Refuse to recommend training a custom tokenizer when the user is fine-tuning a pretrained LLM. Refuse to recommend word-level tokenization for any model targeting production inference. Flag non-English / multi-script corpora as needing SentencePiece with byte fallback.
Exercises
- Easy. Run
char_ngrams("playing")andchar_ngrams("played"). Compute the Jaccard overlap of the two n-gram sets. You should see substantial shared pieces (pla,lay,play), which is why FastText transfers well across morphological variants. - Medium. Extend
learn_bpeto track vocabulary growth. Plot tokens-per-corpus-character as a function of number of merges. You should see rapid compression at first, asymptoting near ~2-3 chars per token. - Hard. Train a 1k-merge BPE on Shakespeare's complete works. Compare tokenization of common words vs. rare proper nouns. Measure average tokens per word before and after. Write up what surprised you.
Key Terms
| Term | What people say | What it actually means |
|---|---|---|
| Co-occurrence matrix | Word-word frequency table | X[i][j] = how often word j appears in a window around word i. |
| Subword | Piece of a word | A character n-gram (FastText) or learned token (BPE/WordPiece/SentencePiece). |
| BPE | Byte-pair encoding | Iterative merging of most-frequent adjacent pairs until vocabulary hits target size. |
| OOV | Out of vocabulary | Word the model has never seen. Word2Vec/GloVe fail. FastText and BPE handle it. |
| Byte-level BPE | BPE on raw bytes | GPT-2's scheme. Vocabulary starts with 256 bytes, so nothing is ever OOV. |
Further Reading
- Pennington, Socher, Manning (2014). GloVe: Global Vectors for Word Representation — the GloVe paper, seven pages, still the best derivation of the loss.
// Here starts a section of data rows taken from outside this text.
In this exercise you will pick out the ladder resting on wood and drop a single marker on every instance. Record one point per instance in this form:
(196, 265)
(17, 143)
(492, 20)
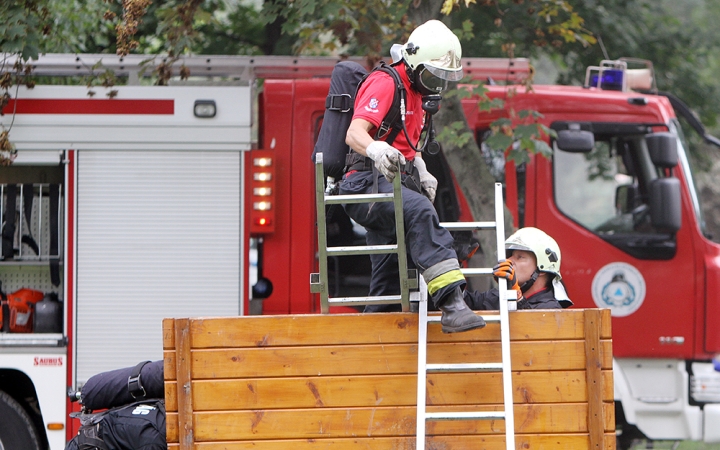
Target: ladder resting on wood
(312, 381)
- Bojanowski et al. (2017). Enriching Word Vectors with Subword Information — FastText.
- Sennrich, Haddow, Birch (2016). Neural Machine Translation of Rare Words with Subword Units — the paper that introduced BPE to modern NLP.
- Hugging Face tokenizer summary — how BPE, WordPiece, and SentencePiece actually differ in practice.